1.4.1 如何正确生成重复数据rep()

分析场景:生成指定的重复数据,要求指定被重复的vector("char vec"),以及指定各自重复的次数vector("times vec")

  • 踩坑函数1:直接rep()
brand<- c("果汁","矿泉水","绿茶","其他","碳酸饮料")
reps <- c(6L, 10L,11L, 8L,15L)

rep(brand, reps)
 [1] "果汁"     "果汁"     "果汁"     "果汁"     "果汁"     "果汁"    
 [7] "矿泉水"   "矿泉水"   "矿泉水"   "矿泉水"   "矿泉水"   "矿泉水"  
[13] "矿泉水"   "矿泉水"   "矿泉水"   "矿泉水"   "绿茶"     "绿茶"    
[19] "绿茶"     "绿茶"     "绿茶"     "绿茶"     "绿茶"     "绿茶"    
[25] "绿茶"     "绿茶"     "绿茶"     "其他"     "其他"     "其他"    
[31] "其他"     "其他"     "其他"     "其他"     "其他"     "碳酸饮料"
[37] "碳酸饮料" "碳酸饮料" "碳酸饮料" "碳酸饮料" "碳酸饮料" "碳酸饮料"
[43] "碳酸饮料" "碳酸饮料" "碳酸饮料" "碳酸饮料" "碳酸饮料" "碳酸饮料"
[49] "碳酸饮料" "碳酸饮料"
  • 踩坑函数2mapply() + rep()。这个要复杂一点。
drink <- mapply(FUN = rep, x=brand, times = reps) %>%
  unlist()
names(drink) <- NULL
drink
 [1] "果汁"     "果汁"     "果汁"     "果汁"     "果汁"     "果汁"    
 [7] "矿泉水"   "矿泉水"   "矿泉水"   "矿泉水"   "矿泉水"   "矿泉水"  
[13] "矿泉水"   "矿泉水"   "矿泉水"   "矿泉水"   "绿茶"     "绿茶"    
[19] "绿茶"     "绿茶"     "绿茶"     "绿茶"     "绿茶"     "绿茶"    
[25] "绿茶"     "绿茶"     "绿茶"     "其他"     "其他"     "其他"    
[31] "其他"     "其他"     "其他"     "其他"     "其他"     "碳酸饮料"
[37] "碳酸饮料" "碳酸饮料" "碳酸饮料" "碳酸饮料" "碳酸饮料" "碳酸饮料"
[43] "碳酸饮料" "碳酸饮料" "碳酸饮料" "碳酸饮料" "碳酸饮料" "碳酸饮料"
[49] "碳酸饮料" "碳酸饮料"

1.4.2 如何探查样本数据集是否缺失

  • 问题:lm(formula = lm.mod, data = lm.dt)回归提示warning。表明数据集lm.dt中存在缺失值。
12 observation deleted due to missingness

1.4.3 如何处理的不可见unicode元素

在文本数据清洗过程中,我们经常要处理一些不可见的unicode元素,例如tab符、换行符、中文空格符等。事实上,这些看不见的unicode元素要比我们想象到的要多得多(参看)。

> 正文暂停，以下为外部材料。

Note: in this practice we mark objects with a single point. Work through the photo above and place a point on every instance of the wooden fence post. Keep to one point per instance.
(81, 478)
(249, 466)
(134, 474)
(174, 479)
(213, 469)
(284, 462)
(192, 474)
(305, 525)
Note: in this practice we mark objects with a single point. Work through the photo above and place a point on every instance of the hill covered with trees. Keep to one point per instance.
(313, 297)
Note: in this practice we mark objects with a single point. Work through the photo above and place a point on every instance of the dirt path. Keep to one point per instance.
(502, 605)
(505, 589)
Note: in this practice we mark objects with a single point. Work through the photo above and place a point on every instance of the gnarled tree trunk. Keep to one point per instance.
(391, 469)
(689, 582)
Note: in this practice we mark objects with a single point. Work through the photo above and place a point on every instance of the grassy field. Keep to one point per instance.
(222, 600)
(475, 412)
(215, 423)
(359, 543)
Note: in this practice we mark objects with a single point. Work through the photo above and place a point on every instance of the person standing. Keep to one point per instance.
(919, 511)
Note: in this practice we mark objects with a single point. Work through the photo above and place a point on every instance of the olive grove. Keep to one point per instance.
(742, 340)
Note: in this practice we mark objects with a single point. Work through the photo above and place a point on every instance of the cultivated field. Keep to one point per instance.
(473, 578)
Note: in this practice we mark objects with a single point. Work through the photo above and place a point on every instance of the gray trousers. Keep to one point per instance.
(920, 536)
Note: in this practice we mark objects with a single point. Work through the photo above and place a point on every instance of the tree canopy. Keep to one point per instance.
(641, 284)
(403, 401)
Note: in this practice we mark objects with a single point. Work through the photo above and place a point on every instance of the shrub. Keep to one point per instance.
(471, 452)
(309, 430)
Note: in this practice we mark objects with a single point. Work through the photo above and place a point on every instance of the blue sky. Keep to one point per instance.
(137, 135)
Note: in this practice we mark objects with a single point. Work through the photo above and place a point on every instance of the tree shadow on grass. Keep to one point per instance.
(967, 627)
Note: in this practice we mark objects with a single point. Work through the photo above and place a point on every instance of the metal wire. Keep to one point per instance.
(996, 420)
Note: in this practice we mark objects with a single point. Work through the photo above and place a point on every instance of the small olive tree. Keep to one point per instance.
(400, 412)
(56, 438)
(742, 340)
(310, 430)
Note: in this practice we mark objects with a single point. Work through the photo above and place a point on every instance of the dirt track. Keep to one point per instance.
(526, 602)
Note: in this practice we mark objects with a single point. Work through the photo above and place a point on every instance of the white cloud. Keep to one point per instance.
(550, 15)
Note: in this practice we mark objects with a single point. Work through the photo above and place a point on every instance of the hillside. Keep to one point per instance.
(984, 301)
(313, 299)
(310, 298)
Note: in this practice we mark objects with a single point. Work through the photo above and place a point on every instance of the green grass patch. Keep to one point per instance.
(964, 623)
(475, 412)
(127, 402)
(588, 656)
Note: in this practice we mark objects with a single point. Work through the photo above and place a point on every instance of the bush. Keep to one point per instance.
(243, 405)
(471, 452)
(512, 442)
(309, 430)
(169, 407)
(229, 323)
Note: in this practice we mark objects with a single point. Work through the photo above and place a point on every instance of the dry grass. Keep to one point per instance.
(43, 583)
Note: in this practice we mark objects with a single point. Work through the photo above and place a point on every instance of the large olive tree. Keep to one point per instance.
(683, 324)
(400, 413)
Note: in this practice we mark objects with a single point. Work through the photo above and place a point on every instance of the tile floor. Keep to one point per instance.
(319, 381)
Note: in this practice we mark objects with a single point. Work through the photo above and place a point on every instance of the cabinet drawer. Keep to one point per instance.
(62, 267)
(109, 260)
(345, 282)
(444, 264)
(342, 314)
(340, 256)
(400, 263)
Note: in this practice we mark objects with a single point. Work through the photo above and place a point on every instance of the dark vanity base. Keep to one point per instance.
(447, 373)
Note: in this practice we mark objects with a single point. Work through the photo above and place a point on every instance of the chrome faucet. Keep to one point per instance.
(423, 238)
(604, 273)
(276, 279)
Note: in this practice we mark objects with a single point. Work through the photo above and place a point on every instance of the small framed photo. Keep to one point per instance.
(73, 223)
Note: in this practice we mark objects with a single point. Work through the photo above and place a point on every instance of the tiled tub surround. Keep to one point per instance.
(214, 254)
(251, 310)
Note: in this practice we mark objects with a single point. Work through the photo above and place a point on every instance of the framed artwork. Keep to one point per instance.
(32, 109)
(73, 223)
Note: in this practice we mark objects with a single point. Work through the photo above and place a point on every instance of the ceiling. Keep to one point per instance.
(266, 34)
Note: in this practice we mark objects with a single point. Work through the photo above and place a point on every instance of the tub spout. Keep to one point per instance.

U+0009 CHARACTER TABULATION # Tab空格符
U+0020 SPACE
U+00A0 NO-BREAK SPACE (not matched by \s) # 中文空格
U+1680 OGHAM SPACE MARK
U+2000 EN QUAD
U+2001 EM QUAD
U+2002 EN SPACE
U+2003 EM SPACE
U+2004 THREE-PER-EM SPACE
U+2005 FOUR-PER-EM SPACE
U+2006 SIX-PER-EM SPACE
U+2007 FIGURE SPACE
U+2008 PUNCTUATION SPACE
U+2009 THIN SPACE
U+200A HAIR SPACE
U+202F NARROW NO-BREAK SPACE
U+205F MEDIUM MATHEMATICAL SPACE
U+3000 IDEOGRAPHIC SPACE

此时,我们需要识别待处理字符串中的不可见元素都是何种unicode编码,这时需要用到icove()函数进行转换。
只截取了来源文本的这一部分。